I'm working on speech recognition with Tensorflow and plan to train LSTM NN with massive waves dataset. Because of the performance gains, I plan to use tfrecords. There are several examples on internet (Inception for ex.) where tfrecords files are split into shards. My question is: what is the benefit of having tfrecords file into shards? Is there any additional performance gain of this split?
Splitting TFRecord files into shards helps you shuffle large datasets that won't fit into memory.
Imagine you have millions of training examples saved on disk and you want to repeatedly run them through a training process. Furthermore, suppose that for each repetition of the training data (i.e. each epoch) you want to load the data in a completely random order.
One approach is to have one file per training example and generate a list of all filenames. Then at the beginning of each epoch you shuffle the list of filenames and load the individual files. The problem with this approach is that you are loading millions of files from random locations on your disk. This can be slow especially on a hard disk drive. Even a RAID 0 array will not help with speed if you are loading millions of small files from random locations. The problem gets even worse if you are accessing the files over a network connection.
Another approach is to read the training examples in sequence from one large TFRecord file and shuffle the examples in memory using a shuffle buffer. However, the shuffle buffer typically cannot be larger than the DDR memory available to your CPU. And if the shuffle buffer is significantly smaller than your dataset, then it may not adequately shuffle the data. The data may be "locally" shuffled but not "globally" shuffled. That is, examples from the beginning of the dataset may not be shuffled with examples from the end of the dataset.
A good solution is to use a balanced combination of the above two approaches by splitting your dataset into multiple TFRecord files (called shards). During each epoch you can shuffle the shard filenames to obtain global shuffling and use a shuffle buffer to obtain local shuffling. A good balance will make the shards large enough to prevent disk speed issues but will keep the shards small enough to allow for adequately shuffling by a shuffle buffer.
Here are the exact steps:
- Randomly place all training examples into multiple TFRecord files (shards).
- At the beginning of each epoch, shuffle the list of shard filenames.
- Read training examples from the shards and pass the examples through a shuffle buffer. Typically, the shuffle buffer should be larger than the shard size to ensure good shuffling across shards.
- Pass the shuffled examples into your training process.
In researching the benefits of splitting into multiple files, the only reasonable answer came from one of the Google folks.
They said performance gains are negligible, but I agree that splitting files can help, especially if you want to transfer the dataset to another location.

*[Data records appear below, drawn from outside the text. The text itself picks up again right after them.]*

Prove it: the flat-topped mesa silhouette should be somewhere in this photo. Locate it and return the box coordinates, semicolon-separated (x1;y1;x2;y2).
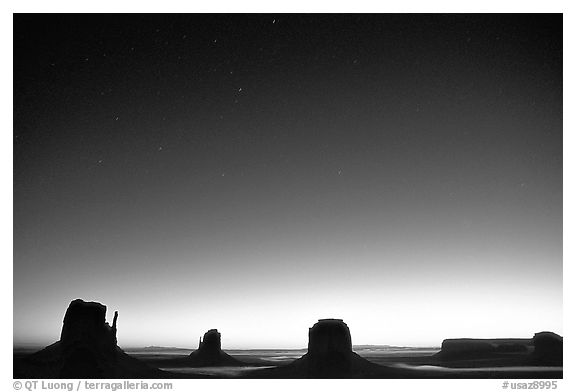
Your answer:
18;299;164;378
187;329;242;367
532;331;564;366
306;319;353;374
257;319;387;378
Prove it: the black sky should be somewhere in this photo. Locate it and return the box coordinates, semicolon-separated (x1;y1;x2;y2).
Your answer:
14;14;562;347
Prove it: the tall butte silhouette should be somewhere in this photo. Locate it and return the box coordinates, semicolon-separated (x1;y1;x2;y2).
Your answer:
254;319;387;378
14;299;167;378
186;329;242;367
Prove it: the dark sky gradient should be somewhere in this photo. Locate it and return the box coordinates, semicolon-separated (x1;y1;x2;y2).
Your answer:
14;14;562;348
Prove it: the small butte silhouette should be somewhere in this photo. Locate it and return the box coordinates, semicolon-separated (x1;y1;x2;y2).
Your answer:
13;299;563;379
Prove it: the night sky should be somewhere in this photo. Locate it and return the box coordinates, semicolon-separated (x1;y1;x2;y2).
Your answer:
13;14;562;348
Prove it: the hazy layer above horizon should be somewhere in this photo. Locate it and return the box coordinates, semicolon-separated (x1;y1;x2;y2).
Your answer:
14;15;562;348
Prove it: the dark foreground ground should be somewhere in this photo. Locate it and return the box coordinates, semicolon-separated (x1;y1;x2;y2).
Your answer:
14;348;563;379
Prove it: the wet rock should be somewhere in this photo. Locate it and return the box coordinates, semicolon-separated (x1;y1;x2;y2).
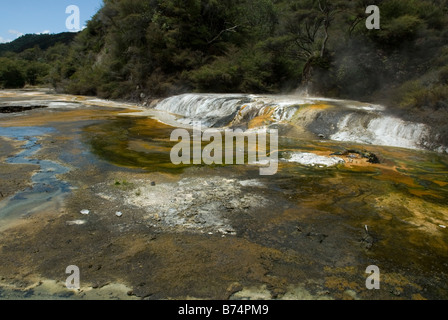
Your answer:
361;226;375;250
306;232;328;243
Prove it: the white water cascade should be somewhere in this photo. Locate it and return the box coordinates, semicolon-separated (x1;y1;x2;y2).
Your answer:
155;94;448;152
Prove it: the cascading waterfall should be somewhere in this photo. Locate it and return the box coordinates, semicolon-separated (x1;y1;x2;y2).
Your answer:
155;94;448;152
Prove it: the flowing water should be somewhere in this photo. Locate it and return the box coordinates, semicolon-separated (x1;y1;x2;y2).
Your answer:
0;89;448;298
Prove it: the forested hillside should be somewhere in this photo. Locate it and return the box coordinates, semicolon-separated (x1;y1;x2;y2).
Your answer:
0;0;448;131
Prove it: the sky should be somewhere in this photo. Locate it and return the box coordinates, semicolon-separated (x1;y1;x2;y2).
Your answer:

Keep in mind that now you don't need to shuffle before saving, because (currently) recommended method to read TFRecords uses
tf.data.TFRecordDataset which implements very useful
For those still wondering: it's so that you can shuffle your data. With your TFrecords in one file, you can't shuffle the order. This is typically necessary with SGD.
However, with shards, you can shuffle the order of the shards which allows you to approximate shuffling the data as if you had access to the individual TFRecords. This is clearly better than nothing, and clearly the more shards you have the better this approximation.
The alternative is pre-shuffle your data via duplicating it or don't use TFRecords at all.
Splitting a TFRecords file into multiple shards has essentially 3 advantages:
- Easier to shuffle. As others have pointed out, it makes it easy to shuffle the data at a coarse level (before using a shuffle buffer).
- Faster to download. If the files are spread across multiple servers, downloading several files from different servers in parallel will optimize bandwidth usage (rather than downloading one file from a single server). This can improve performance significantly compared to downloading the data from a single server.
- Simpler to manipulate. It's easier to deal with 10,000 files of 100MB each rather than with a single 1TB file. Huge files can be a pain to handle: in particular, transfers are much more likely to fail. It's also harder to manipulate subsets of the data when it's all in a single file.